Friday 27 April 2018

The case of Alfie Evans and the confidentiality of family court proceedings

If ever there were proof of the foolishness of allowing the tabloid media access to family court proceedings, the tragic case of Alfie Evans is it. Gaby Hinsliff’s powerful piece in the Guardian reflects on the case and critically examines a wide range of issues raised by it.

But my interest is focused solely on the issue of the confidentiality of family court proceedings. Ever since the dying years of the last Labour Government in 2010, I have opposed the media being present in the family courts. 

Of course, those of us opposed to the changes lost the argument. The journalists were allowed in. Inevitably the end result has been that debates about individual children are now being conducted on the pages of newspapers, some of which are driven more by political ideology than by concern for the best interests of the child.

Decisions about children’s lives should not be made by journalists and their editors. Complex, painful and sometimes tragic cases need to be dealt with sensitively, calmly and rationally. They should not be the subject of screaming headlines and whipped up moral panics

Friday 20 April 2018

Overwhelmed

During the last couple of months, I have been moving house. It has seemed at times that the moving process has taken over completely and I have found myself committed to onerous tasks and pressing schedules not of my own making. Often the things I usually do – such as writing this blog - have had to be abandoned because of the demands of moving. At times, I have felt overwhelmed.

That word – ‘overwhelmed’ – caught my eye when I was scanning the pages of Community Care the other day. It is reported there that an adults’ social worker who was ‘overwhelmed’ by work following an organisational restructuring has been disciplined by the Health and Care Professions’ Council (HCPC), despite a previously unblemished 26-year career, being new to a management role and having an “extensive” workload, which included an additional 200 (yes two hundred) cases! Apparently, he did not always maintain accurate records. While it was acknowledged that he did not receive management support, the HCPC panel decided that he had to receive a caution, but by then, of course, his career was in tatters.

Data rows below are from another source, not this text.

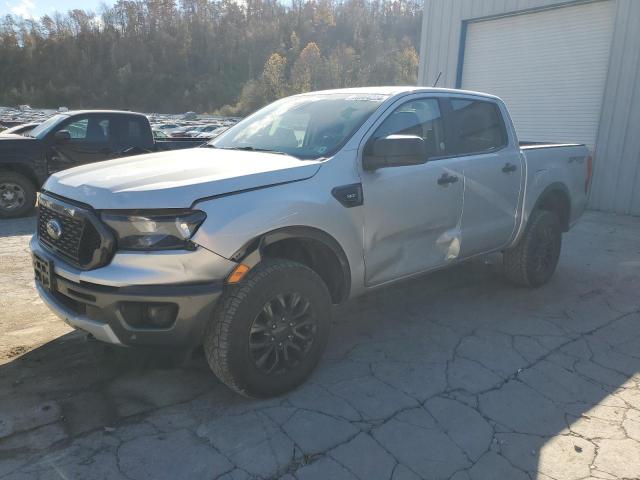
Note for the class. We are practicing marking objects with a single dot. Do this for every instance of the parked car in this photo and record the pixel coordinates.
(212, 133)
(67, 140)
(244, 246)
(159, 134)
(180, 132)
(20, 129)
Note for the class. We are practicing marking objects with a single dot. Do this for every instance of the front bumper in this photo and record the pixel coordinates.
(101, 309)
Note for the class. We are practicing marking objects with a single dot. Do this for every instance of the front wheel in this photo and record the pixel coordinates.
(268, 333)
(533, 260)
(17, 195)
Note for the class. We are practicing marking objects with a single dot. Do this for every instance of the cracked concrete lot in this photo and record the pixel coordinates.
(457, 375)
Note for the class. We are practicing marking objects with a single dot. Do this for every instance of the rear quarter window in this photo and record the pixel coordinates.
(477, 127)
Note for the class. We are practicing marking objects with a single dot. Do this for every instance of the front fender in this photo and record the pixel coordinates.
(234, 221)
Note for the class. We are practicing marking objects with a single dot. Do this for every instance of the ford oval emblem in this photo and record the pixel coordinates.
(54, 228)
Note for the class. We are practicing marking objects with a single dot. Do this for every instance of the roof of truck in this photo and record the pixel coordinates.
(397, 90)
(117, 112)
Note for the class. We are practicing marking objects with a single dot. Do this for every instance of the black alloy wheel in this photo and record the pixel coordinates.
(282, 334)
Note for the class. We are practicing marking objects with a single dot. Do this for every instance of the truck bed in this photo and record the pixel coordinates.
(549, 164)
(534, 145)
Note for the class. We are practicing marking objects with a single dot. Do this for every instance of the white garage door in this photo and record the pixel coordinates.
(549, 67)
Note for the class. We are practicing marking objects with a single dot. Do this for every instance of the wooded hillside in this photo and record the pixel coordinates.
(202, 55)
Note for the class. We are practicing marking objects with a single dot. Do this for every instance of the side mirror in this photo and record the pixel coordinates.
(62, 136)
(394, 151)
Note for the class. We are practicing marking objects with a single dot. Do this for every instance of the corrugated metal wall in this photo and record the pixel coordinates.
(616, 185)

That makes my blood boil. Professional regulators are not there to deal with people who fail to cope in impossible circumstances. They are there to deal with people who deliberately indulge in egregious behaviour – people who tell lies, commit frauds or deliberately hurt other people.

It could just as easily have been a children’s social worker before the HCPC. Indeed, Community Care reports on the same day that a recent survey of children’s social workers found that 80% thought their caseloads were unmanageable. There are some chilling quotes in a separate article from those surveyed, showing that they also feel overwhelmed.

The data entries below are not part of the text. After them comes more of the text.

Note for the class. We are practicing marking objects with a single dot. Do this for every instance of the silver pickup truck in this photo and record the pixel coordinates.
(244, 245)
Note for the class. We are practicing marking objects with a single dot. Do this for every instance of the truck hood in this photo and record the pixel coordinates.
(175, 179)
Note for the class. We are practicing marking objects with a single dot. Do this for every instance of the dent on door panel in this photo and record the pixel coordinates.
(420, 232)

Whether in adults’ or children’s services, disciplining service providers who are victims of circumstance is a ludicrous and completely counterproductive exercise. It fosters a culture of blame which inhibits people from acknowledging and learning from their mistakes. That does nothing to make services safer; it almost certainly has the opposite effect.

Thursday 19 April 2018

Giving young children a better start in life – is it just a lottery?

I was pleased to read, in Children and Young People Now, about improvements to the health visiting service in the English seaside town of Blackpool. 

The improvements consist of increased visits to families expecting or raising young children. According to Children and Young People Now this means that health visitors will now see families for the first time at 28 weeks of pregnancy. They will then visit children within 14 days of birth and then again on four occasions during the child’s first 12 months. The visits will also be more parent-centred, focusing on their concerns.

That sounds to me exactly what a health visiting service should be like. It’s exactly what families need and require. The only sad piece of news is that Blackpool is one of only five areas in England to be receiving extra funding for its health visiting service, not from the government but from the Big Lottery Fund.

I think all areas should receive this kind of service and it should be funded from taxation, not from gambling. The right to a good healthy start to life should never be a matter of chance.